Perdere peso riduce il rischio di complicanze microvascolari nel diabete di tipo 2. Lo conferma uno studio, pubblicato sulla rivista Diabetologia, condotto per valutare l’associazione tra l’indice di massa corporea (BMI) e le sue variazioni.
L’analisi ha visto la partecipazione di 1083 pazienti (di cui il 54,2% uomini con un’età media di 60 anni) dell’European Prospective Investigation into Cancer and Nutrition (EPIC) – Potsdam, uno dei più grandi studi di coorte al mondo, progettato per valutare la relazione tra dieta e malattie croniche. I soggetti con patologia cardiovascolari o complicanze vascolari prima della diagnosi di diabete sono stati esclusi.

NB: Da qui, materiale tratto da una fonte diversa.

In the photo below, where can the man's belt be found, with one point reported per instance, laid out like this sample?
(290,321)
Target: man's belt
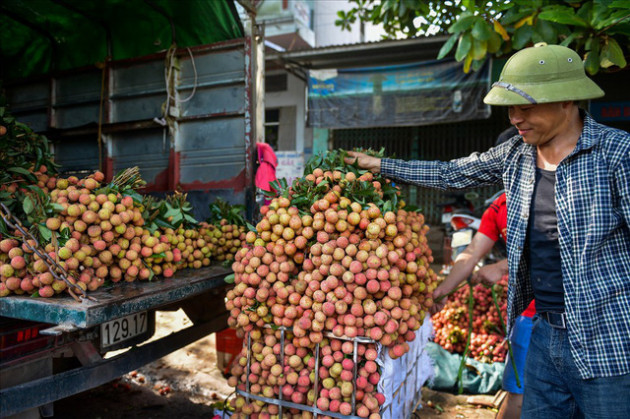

“I nostri dati hanno mostrato un’associazione positiva tra il BMI prima della diagnosi di diabete e le complicanze vascolari totali. – raccontano Matthias Schulze, autore senior dello studio e i colleghi del dipartimento di epidemiologia molecolare del German Institute of Human Nutrition – L’associazione era guidata principalmente dalle complicanze microvascolari e influiva sia sulla malattia renale sia sulla neuropatia, ma il rischio diminuiva in caso di riduzione del BMI subito dopo la diagnosi di diabete”.
Nel maggio 2014, grazie all’aiuto dei medici curanti, sono stati raccolti i dati delle cartelle cliniche relativi alle complicanze micro e macrovascolari, legate al diabete. Il peso corporeo era auto-riportato dai pazienti tramite i questionari di follow-up più recenti, prima e dopo la diagnosi.

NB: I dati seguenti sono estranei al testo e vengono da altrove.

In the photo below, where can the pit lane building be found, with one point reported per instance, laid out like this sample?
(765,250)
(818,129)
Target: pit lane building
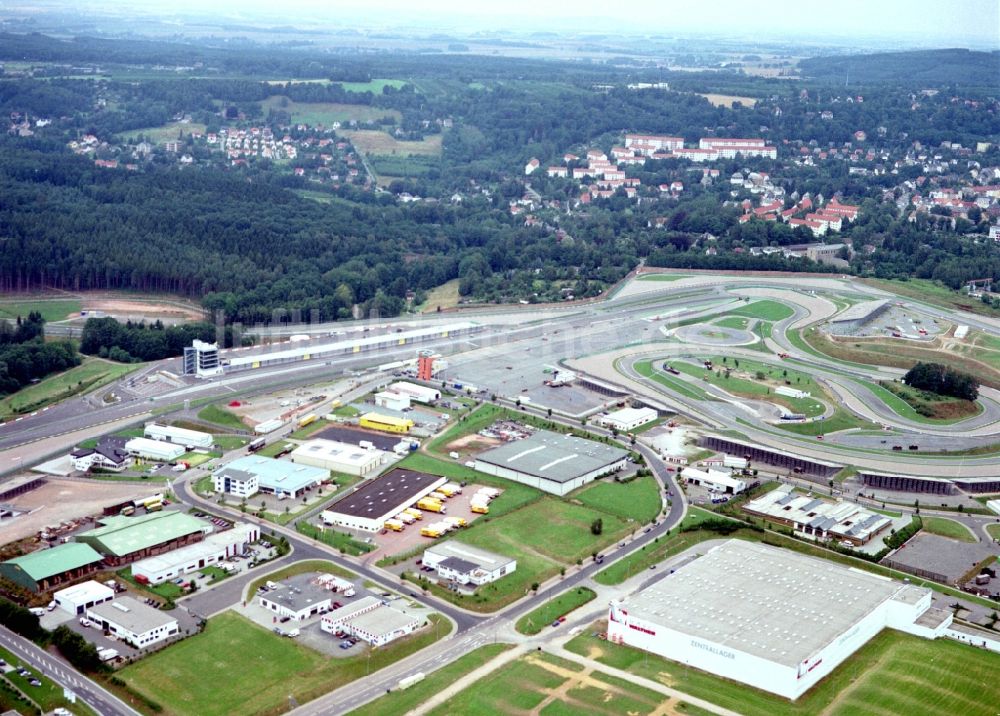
(381,498)
(552,462)
(820,519)
(769,617)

Paradosso dello studio, non ancora chiarito, è che il rischio di mortalità per le persone affette da diabete di tipo 2 in sovrappeso o obese è minore rispetto a quelle normopeso.

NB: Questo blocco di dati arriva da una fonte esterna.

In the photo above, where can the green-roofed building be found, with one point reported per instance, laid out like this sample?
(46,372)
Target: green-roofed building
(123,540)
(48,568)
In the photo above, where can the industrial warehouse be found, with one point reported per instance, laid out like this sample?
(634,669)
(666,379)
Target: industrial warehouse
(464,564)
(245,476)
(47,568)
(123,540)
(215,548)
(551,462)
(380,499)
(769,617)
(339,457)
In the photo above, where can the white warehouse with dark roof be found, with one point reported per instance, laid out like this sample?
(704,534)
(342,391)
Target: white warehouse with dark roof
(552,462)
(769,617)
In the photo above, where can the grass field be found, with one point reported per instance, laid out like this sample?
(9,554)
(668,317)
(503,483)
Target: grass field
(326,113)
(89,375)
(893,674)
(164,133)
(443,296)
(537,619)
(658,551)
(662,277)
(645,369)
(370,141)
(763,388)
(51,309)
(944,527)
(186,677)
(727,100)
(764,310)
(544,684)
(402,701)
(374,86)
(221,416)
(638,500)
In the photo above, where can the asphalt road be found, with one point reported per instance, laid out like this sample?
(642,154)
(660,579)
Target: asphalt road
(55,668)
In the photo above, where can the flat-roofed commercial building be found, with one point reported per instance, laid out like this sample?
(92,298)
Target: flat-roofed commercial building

Nel corso di un follow-up mediano di oltre 10 anni, nella coorte in studio sono stati segnalati in totale 85 eventi macrovascolari (infarto del miocardio e ictus) e 347 eventi microvascolari (malattie renali, neuropatia e retinopatia). In un modello impostato per età e sesso, ogni incremento del BMI di 5 kg/m2 è risultato associato a un aumento del rischio di complicanze vascolari totali (HR aggiustato = 1,17), che non dipendevano da fattori quali istruzione, stile di vita e storia di salute familiare. Lo stesso è stato riscontrato sia per il rischio di complicanze microvascolari totali (aHR = 1,21) sia per quello di malattie renali (aHR = 1,39) e neuropatia (aHR = 1,12). Dopo gli aggiustamenti per età, sesso e BMI pre-diagnosi, rispetto a un BMI stabile, una riduzione del BMI di almeno l’1% dopo la diagnosi di diabete è stata associata a un minor rischio di complicanze vascolari totali (aHR = 0,73), di complicanze microvascolari (aHR = 0,62), di malattie renali (aHR = 0,57) e neuropatia (aHR = 0,73). Non è invece stata osservata nessuna associazione con le complicanze macrovascolari. “Da un lato le persone in sovrappeso o obese possono essere sottoposte a un trattamento più intenso per dislipidemia, ipertensione o iperglicemia rispetto alle controparti normopeso. – concludono i ricercatori – Dall’altro la sarcopenia, che può essere più comune nei soggetti diabetici più anziani e magri, potrebbe predisporre a un rischio più elevato di eventi cardiovascolari. Infine un controllo non ottimale dell’abitudine al fumo potrebbe portare a risultati sfalsati”. Lo studio dimostra l’importanza della gestione del peso nella prevenzione delle principali complicanze associate al diabete “e la necessità di studi ben progettati per le complicanze macrovascolari”.